Abogada: “OK. Te vamos a ayudar a volver con ellos muy pronto”.

Wilder: “El Hombre Araña es mi súper héroe favorito”.

Esta declaración fue suficiente para que un juez de migración dictara que Wilder fuera devuelto a su padre y enviado a El Salvador.

Gallegos dijo que Wilder comenzó a retraerse nuevamente cuando se dio cuenta de que lo enviarían a su casa. Comentó también que cuando lo llevaba a la escuela cantaban juntos una melodía cristiana titulada “Tuyo soy”, pero que cuando la puso una mañana al acercarse su partida, Wilder comenzó a llorar.

“No me quiero ir”, dijo Gallegos que expresó el chico. “No quiero dejarla. La voy a extrañar mucho”.

Galleros comentó que trató de asegurarle a Wilder que todo saldría bien, sin mostrarle sus propios temores. “Aquí tenía todo lo que quería”, señaló, “y él sabía que no tendría lo mismo cuando regresara a su hogar”.

Antes de partir Wilder, Gallegos y su esposo rentaron la película “Rambo” y mandaron a traer pizza. Lo despertaron poco antes del amanecer y lo vistieron en la planta baja para que no molestara a su compañero de literas. Wilder notó que Gallegos había empacado todas sus cosas en una mochila negra grande y preguntó si ese día no iría a la escuela.

“No. Hoy regresarás con tu familia”, le contestó.

Mencionó que puso la cara en blanco y calló completamente, y que no dijo casi nada durante el desayuno ni durante el viaje en automóvil para encontrarse con la trabajadora social. “Iba silencioso”, dijo Gallegos de Wilder. “Yo traté de no llorar porque no quería que se sintiera mal”.

Cuando se bajó del auto, Wilder abrazó a Gallegos por la cintura. En los seis meses que pasaron juntos, dijo que lo había visto crecer de talla 4 a 8, además de caérsele la mayoría de los dientes de leche. Ella también lloró cuando Wilder se fue alejando.

El chico se volvió a encontrar con su padre en el aeropuerto de Laredo, Texas, donde abordaron un avión oficial con otros cien salvadoreños deportados. Aterrizaron en El Salvador antes de la comida. El tamaño de Wilder no era todo lo que lo distinguía del resto del grupo. Los hombres, incluso su padre, llevaban puestas camisetas andrajosas, pero Wilder llevaba botas Timberland de gamuza negra, una camisa roja de franela, un gorro del Hombre Araña y el ceño fruncido.

El vuelo incluyó a otro chico de seis años que viajaba con su madre. Ellos habían sido separados en septiembre, meses después de que un juez ordenara que el gobierno dejara la práctica, y apenas habían sido reunidos de vuelta esa mañana.
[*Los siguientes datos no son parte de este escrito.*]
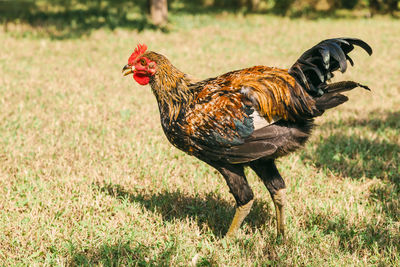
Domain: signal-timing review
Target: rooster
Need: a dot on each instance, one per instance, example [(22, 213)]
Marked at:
[(248, 117)]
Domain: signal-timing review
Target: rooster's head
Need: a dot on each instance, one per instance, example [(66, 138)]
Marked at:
[(140, 65)]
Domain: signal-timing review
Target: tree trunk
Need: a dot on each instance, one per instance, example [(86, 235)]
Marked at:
[(159, 12)]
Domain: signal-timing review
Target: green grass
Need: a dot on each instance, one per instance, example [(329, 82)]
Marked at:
[(87, 176)]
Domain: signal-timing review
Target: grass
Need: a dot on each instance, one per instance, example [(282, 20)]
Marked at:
[(88, 178)]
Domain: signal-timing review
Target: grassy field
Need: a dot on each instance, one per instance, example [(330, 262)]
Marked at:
[(87, 176)]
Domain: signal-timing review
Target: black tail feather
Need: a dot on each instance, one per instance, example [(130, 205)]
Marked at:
[(332, 97), (316, 66)]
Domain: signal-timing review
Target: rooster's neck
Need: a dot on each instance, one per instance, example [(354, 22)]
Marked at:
[(172, 90)]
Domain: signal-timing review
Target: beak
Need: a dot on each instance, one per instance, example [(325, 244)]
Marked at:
[(128, 69)]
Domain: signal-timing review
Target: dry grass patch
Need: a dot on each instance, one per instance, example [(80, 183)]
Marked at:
[(87, 176)]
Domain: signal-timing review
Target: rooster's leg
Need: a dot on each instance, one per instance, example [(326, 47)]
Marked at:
[(269, 174), (240, 189)]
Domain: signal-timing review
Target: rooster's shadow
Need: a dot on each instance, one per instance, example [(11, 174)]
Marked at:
[(210, 211)]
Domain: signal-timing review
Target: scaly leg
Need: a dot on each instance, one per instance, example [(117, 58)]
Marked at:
[(269, 174), (240, 214), (279, 201), (241, 191)]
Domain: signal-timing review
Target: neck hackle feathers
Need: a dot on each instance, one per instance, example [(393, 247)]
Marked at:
[(139, 50)]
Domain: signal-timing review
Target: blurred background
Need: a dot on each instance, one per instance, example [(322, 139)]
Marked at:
[(78, 16)]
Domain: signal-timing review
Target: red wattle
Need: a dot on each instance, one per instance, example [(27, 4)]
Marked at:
[(141, 79)]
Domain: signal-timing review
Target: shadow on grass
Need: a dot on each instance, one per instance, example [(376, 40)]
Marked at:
[(355, 157), (354, 238), (125, 254), (211, 210)]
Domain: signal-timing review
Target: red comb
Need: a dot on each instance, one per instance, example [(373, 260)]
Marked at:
[(139, 50)]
El chico, que se llama Esteven, platicaba con su madre como si le estuviera contando todo lo que ella se había perdido de su vida. Pero Maldonado comentó que Wilder casi no habló con él cuando los funcionarios registraron su entrada y les informaron acerca de los programas gubernamentales de asistencia a su disposición.

No fue sino hasta que vio a su madre que se le alegró la cara, mientras que ella se quebrantó en llanto cuando su hijo corrió a sus brazos. Cabrera comentó que Wilder le dijo que estaba contento de verla diciéndole: “Mamá, cuando estuve fuera no sabía si te volvería a ver. Te extrañé, Mamá”.
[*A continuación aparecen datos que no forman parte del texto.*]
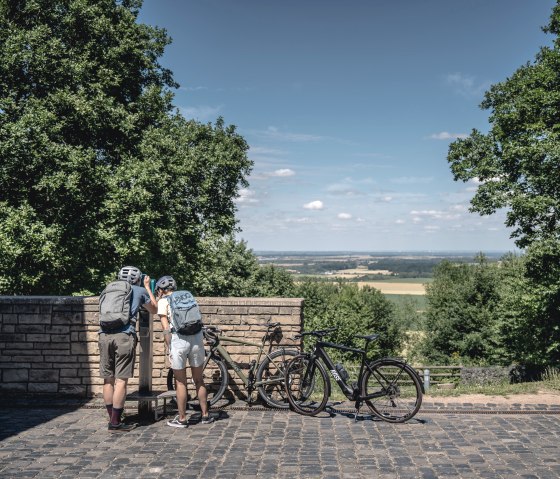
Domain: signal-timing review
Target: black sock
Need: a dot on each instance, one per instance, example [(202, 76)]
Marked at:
[(116, 415)]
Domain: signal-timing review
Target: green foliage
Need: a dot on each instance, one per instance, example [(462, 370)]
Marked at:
[(529, 312), (97, 171), (461, 312), (518, 160), (353, 311)]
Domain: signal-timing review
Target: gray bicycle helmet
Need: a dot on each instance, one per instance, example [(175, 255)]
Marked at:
[(131, 274), (166, 283)]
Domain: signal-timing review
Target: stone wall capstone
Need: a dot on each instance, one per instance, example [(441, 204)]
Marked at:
[(49, 344)]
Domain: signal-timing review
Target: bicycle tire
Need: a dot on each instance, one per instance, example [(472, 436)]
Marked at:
[(272, 370), (215, 377), (307, 385), (402, 390)]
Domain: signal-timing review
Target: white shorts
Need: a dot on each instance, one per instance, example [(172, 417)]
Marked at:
[(186, 347)]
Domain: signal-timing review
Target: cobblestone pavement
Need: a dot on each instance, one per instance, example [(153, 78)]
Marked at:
[(441, 442)]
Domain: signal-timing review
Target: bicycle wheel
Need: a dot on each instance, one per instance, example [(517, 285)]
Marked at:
[(215, 377), (400, 392), (307, 385), (271, 374)]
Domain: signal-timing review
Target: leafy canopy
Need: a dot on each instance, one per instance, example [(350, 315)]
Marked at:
[(518, 161), (97, 170)]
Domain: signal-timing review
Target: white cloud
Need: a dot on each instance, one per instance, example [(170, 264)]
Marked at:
[(412, 180), (246, 196), (193, 88), (277, 134), (444, 135), (203, 112), (314, 205), (298, 220), (435, 214), (465, 85), (283, 172)]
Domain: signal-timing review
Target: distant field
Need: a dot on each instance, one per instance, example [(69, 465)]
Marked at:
[(389, 287)]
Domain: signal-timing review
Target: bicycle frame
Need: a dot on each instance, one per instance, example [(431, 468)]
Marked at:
[(350, 391), (246, 379)]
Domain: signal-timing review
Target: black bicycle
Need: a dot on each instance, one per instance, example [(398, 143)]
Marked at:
[(389, 386), (265, 374)]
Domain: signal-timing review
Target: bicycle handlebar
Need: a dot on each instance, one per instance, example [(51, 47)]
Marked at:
[(319, 333)]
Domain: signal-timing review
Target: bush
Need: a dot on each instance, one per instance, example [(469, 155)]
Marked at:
[(353, 311)]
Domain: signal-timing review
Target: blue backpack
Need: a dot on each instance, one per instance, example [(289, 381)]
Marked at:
[(185, 314)]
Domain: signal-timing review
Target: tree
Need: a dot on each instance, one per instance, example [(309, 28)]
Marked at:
[(518, 160), (529, 307), (518, 165), (460, 315), (97, 169), (353, 311)]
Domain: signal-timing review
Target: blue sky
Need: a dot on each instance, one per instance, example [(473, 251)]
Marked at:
[(349, 108)]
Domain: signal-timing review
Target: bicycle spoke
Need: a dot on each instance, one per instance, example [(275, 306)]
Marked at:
[(270, 377), (307, 385), (398, 391)]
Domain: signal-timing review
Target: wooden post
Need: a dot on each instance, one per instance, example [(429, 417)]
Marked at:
[(145, 363)]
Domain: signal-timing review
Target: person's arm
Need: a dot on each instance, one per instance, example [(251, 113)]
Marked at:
[(162, 313), (151, 306)]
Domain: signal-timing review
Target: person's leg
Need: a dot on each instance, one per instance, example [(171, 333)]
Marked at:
[(125, 356), (108, 391), (200, 387), (196, 361), (107, 370), (181, 385), (119, 397)]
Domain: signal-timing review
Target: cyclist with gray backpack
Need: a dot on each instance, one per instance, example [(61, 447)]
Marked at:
[(119, 304), (181, 322)]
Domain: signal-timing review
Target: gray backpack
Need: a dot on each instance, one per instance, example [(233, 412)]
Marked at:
[(114, 306), (185, 314)]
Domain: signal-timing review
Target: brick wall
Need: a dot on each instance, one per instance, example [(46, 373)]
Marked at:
[(49, 344)]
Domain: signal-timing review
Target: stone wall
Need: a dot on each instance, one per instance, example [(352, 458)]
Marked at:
[(49, 344)]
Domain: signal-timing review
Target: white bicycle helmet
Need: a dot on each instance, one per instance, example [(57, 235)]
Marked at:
[(166, 283), (131, 274)]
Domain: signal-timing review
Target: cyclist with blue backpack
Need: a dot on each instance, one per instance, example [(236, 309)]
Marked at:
[(181, 322), (119, 304)]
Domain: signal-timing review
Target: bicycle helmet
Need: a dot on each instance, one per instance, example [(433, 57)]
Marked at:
[(166, 283), (131, 274)]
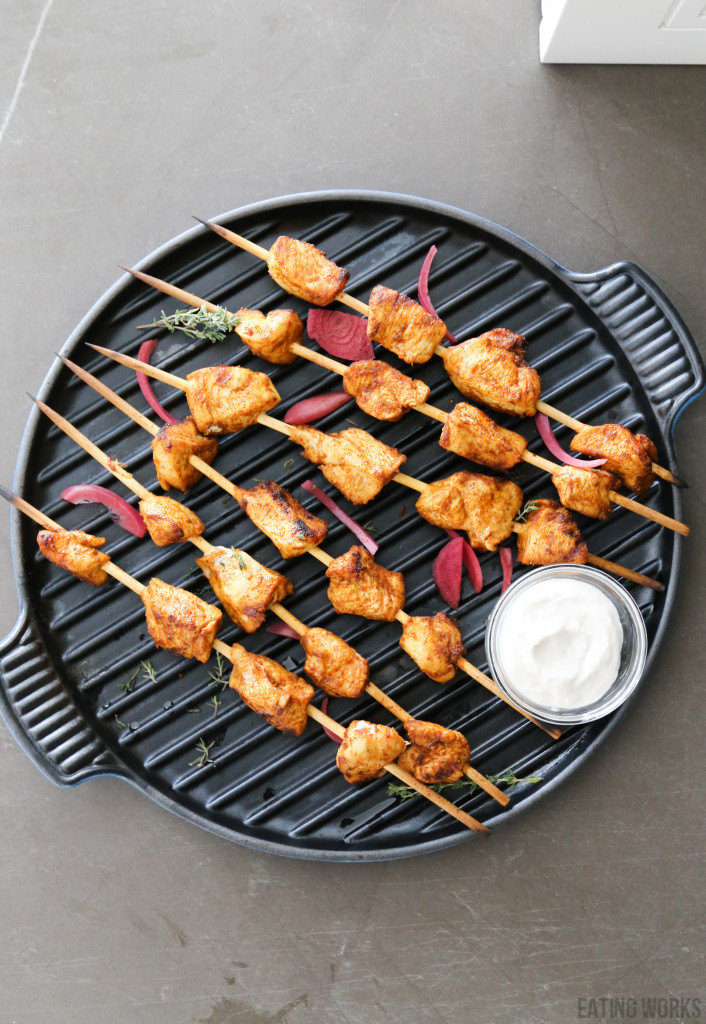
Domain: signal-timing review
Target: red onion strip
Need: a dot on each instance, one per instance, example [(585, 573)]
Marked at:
[(331, 735), (121, 513), (144, 353), (283, 630), (448, 566), (470, 561), (546, 433), (423, 290), (315, 408), (341, 335), (365, 539), (506, 562)]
Pero Wilder volvió a ensimismarse cuando llegaron a casa y Cabrera tuvo que volvérselo a ganar. Él le dijo que se había cambiado el nombre a Peter Parker, sin que ella supiera que ese era el alter ego del Hombre Araña. Quería ver la televisión, pero estaba descompuesta. Tampoco le gustó cómo su madre preparaba las tortillas, y se las empezó a dar al gato. Quería mostrarle que podía montar en bicicleta. Cabrera dijo que sería imposible comprarle una, debido a que su padre no tenía trabajo y debían unos US$5,500 dólares.

También mencionó que Wilder le ha dicho que tiene un plan.

“Me contó que cuando sea grande quiere irse a los Estados Unidos a trabajar. Dice que conseguirá un buen trabajo y enviará dinero para cuidarme”.